El éxito fue el que cabía esperar. Y en la “tercera parte”, las propinas extendieron y ampliaron la magia. Los dos Intermezzi Op. 118 (nº 2 y 3) de Brahms difícilmente pueden brindarse mejor. Íntimo, delicadísimo, susurrante el primero (que Lonquich ofreció en la March la semana pasada, en traducción sobresaliente pero no tan estremecedora como esta), rotundo y enérgico, pero siempre cantado con exquisitez, el segundo. Sensacional, refinada y elegante en esa ambigüedad que tan bien manejaba Chopin, la Mazurca Op. 30 nº 2. No faltó la dosis de Rameau, y aunque el firmante no es especial partidario de esa música en el piano moderno, si hay alguien sobre la tierra capaz de reproducir con esa ligereza y claridad inverosímiles la lluvia imposible de adornos del francés, es justamente Sokolov, así que solo queda permanecer boquiabiertos ante la espectacular realización de Le rappel des oiseaux. Nuevo salto a una elegante, refinada y poética traducción del Preludio Op. 32 nº 12 de Rachmaninov, y conclusión majestuosa con una severa, recogida lectura del coral bachiano Ich ruf zu dir, Herr Jesu Christ BWV 639 en arreglo de Busoni.

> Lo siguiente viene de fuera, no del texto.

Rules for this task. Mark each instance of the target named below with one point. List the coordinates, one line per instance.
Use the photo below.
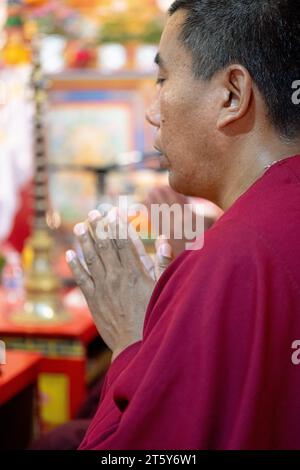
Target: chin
(180, 186)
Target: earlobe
(237, 97)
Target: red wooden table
(66, 365)
(18, 416)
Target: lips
(164, 162)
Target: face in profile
(183, 114)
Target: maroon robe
(214, 369)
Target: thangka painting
(89, 129)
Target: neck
(248, 167)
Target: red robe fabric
(214, 369)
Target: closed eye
(160, 81)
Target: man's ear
(237, 86)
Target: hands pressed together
(120, 277)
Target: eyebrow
(158, 61)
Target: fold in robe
(214, 369)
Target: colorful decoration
(84, 24)
(16, 50)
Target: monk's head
(226, 101)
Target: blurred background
(76, 77)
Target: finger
(103, 238)
(127, 241)
(163, 257)
(141, 251)
(82, 278)
(93, 262)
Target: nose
(153, 114)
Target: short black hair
(261, 35)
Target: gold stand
(43, 299)
(42, 304)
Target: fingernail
(112, 216)
(161, 240)
(165, 250)
(102, 211)
(94, 215)
(70, 256)
(80, 229)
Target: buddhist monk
(207, 357)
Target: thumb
(163, 257)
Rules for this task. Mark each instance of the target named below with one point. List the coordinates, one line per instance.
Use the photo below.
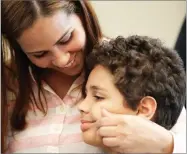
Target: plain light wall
(158, 19)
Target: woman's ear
(147, 107)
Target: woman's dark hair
(18, 16)
(141, 67)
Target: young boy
(135, 75)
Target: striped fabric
(57, 132)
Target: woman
(48, 42)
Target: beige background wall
(160, 19)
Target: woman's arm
(138, 135)
(179, 133)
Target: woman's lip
(71, 61)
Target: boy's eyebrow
(93, 87)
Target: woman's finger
(108, 131)
(110, 142)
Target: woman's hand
(133, 134)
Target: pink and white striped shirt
(58, 131)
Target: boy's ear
(147, 107)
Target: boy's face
(100, 93)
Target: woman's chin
(92, 138)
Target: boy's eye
(98, 98)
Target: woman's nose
(61, 58)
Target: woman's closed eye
(98, 98)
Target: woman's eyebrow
(63, 35)
(97, 88)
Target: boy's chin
(93, 139)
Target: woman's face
(100, 93)
(56, 42)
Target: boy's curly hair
(142, 66)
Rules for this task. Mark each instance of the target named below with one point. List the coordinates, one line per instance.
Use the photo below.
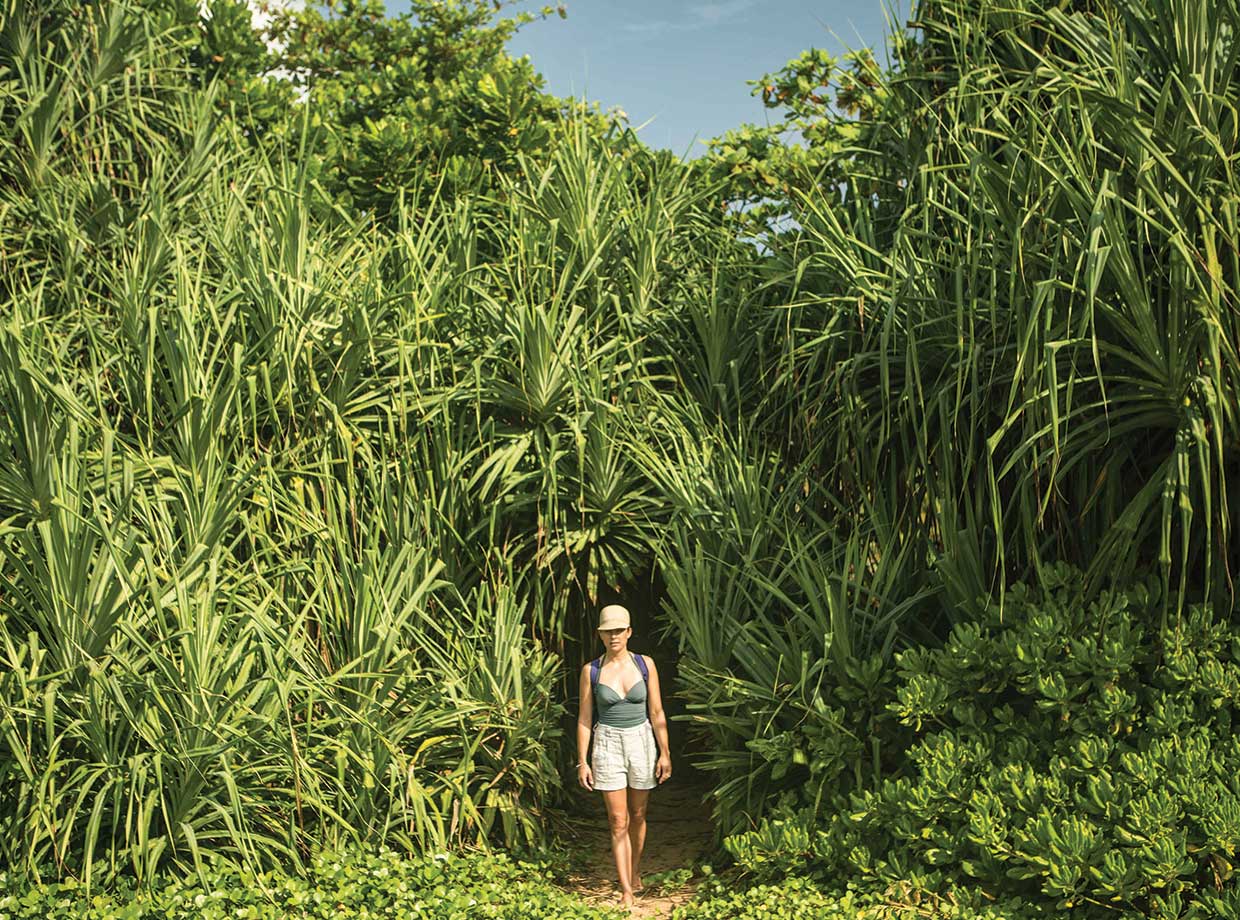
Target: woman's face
(615, 640)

El público hubiera querido más, pero el encendido completo de la iluminación dejó bien claro que esa “tercera parte” ya había concluido. Será hasta la próxima. Mientras tanto, seguiremos preguntándonos cómo es posible que este hombre consiga ese sonido, ese matiz, esa articulación, ese balance de voces. Y seguiremos boquiabiertos ante sus continuas, aunque sea hieráticas, demostraciones de una talla artística tan enorme y contundente como su físico. Eso nos hace olvidar incluso la desgraciada presencia de una cita del pianista (?) británico afincado en el anuncio previo del concierto, que hacía daño a la vista. Seguro que tal desatino no se repetirá.